Eurypides nie doczekał sukcesu swej ostatniej sztuki, napisanej niemal dwa i pół tysiąca lat temu. Zmarł bowiem jeszcze przed jej wystawieniem w okolicznościach ponoć tragicznych, choć nikt dokładnie nie wie, jakich. A wystawiono prapremierowo „Bachantki” – gdyż o nich tu mowa – nie byle gdzie, bo w teatrze Dionizosa w Atenach, który wędrujący po okolicach Akropolu podziwiać mogą do dzisiaj. Wygrał nim Eurypides (i dwiema innymi sztukami) dramatyczny agon, czyli doroczny, rzecz by można, konkurs na najlepszą sztukę. Od tego czasu „Bachantki” wystawiane są w rozmaitych teatrach pod wszystkimi niemal szerokościami geograficznymi. To jest dopiero miarą powodzenia!

Fotos ze spektaklu „Bachantki” w Teatrze Powszechnym w Warszawie (Fot. Magda Hueckel)
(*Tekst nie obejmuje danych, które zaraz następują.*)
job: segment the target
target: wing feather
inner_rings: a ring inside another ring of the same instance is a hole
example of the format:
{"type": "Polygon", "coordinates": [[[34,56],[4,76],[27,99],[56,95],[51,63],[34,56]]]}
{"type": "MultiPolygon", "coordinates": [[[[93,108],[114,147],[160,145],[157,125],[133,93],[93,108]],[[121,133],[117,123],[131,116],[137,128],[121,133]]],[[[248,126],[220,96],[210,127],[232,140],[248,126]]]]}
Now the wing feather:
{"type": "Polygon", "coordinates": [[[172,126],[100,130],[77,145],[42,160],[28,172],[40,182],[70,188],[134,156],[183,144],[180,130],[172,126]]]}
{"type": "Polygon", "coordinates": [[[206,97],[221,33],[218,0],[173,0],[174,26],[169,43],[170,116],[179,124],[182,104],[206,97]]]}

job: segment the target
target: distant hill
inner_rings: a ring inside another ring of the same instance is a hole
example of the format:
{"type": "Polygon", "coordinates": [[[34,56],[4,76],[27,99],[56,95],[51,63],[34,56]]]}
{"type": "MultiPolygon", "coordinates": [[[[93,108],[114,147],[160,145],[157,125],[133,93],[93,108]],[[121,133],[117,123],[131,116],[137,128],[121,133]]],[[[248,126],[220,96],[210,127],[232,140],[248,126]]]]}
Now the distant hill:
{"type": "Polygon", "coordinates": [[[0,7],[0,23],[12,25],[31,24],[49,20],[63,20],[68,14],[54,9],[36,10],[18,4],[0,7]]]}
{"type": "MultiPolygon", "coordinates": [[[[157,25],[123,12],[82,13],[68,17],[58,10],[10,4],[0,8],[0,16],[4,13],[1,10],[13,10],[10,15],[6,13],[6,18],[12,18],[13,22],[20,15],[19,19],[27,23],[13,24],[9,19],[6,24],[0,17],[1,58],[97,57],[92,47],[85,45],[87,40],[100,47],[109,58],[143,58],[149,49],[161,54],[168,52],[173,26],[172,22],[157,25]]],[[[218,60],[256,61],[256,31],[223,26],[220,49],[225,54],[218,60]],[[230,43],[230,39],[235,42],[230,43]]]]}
Co ciekawe, w Polsce na „Bachantki” twórcy teatralni nie rzucali się wcale zuchwale. Po raz pierwszy wystawiono je w międzywojniu w Teatrze Wielkim we Lwowie z olśniewającą, jak głoszą historyczne zapiski, rolą Wandy Siemaszkowej jako Agawe. Ale na kolejną polską inscenizację musiało czekać eurypidesowe dzieło prawie pół wieku (choć cóż to znaczy w perspektywie tysięcy lat?). Dopiero w latach dziewięćdziesiątych i dwutysięcznych sięgać po nie zaczęto jakby częściej. Z wielkim sukcesem zrobił to dotychczas jednak tylko jeden twórca. Na „Bachantki” Krzysztofa Warlikowskiego z 2001 roku waliły do warszawskiego Teatru Rozmaitości dzikie tłumy, głównie zresztą młodzieży, gotowej rozszarpać pilnujących wejścia bileterów, niczym bachantki rozszarpujące w ekstazie bogu ducha winne jelonki, zażywające greckiego słońca na zboczach Kitajronu. Biada jelonkom i biada bileterom, gdy ludność wpada w ekstazę. I nie ma się czemu dziwić, gdy Andrzej Chyra gra Dionizosa, Jacek Poniedziałek – Penteusza, a Małgorzata Hajewska-Krzysztofik wciela się w rolę Agawe, matki Penteusza, która w bachicznym szale synowi swemu głowę ucina. W greckich tragediach nie ma bowiem, jak wiadomo, żadnych happy endów.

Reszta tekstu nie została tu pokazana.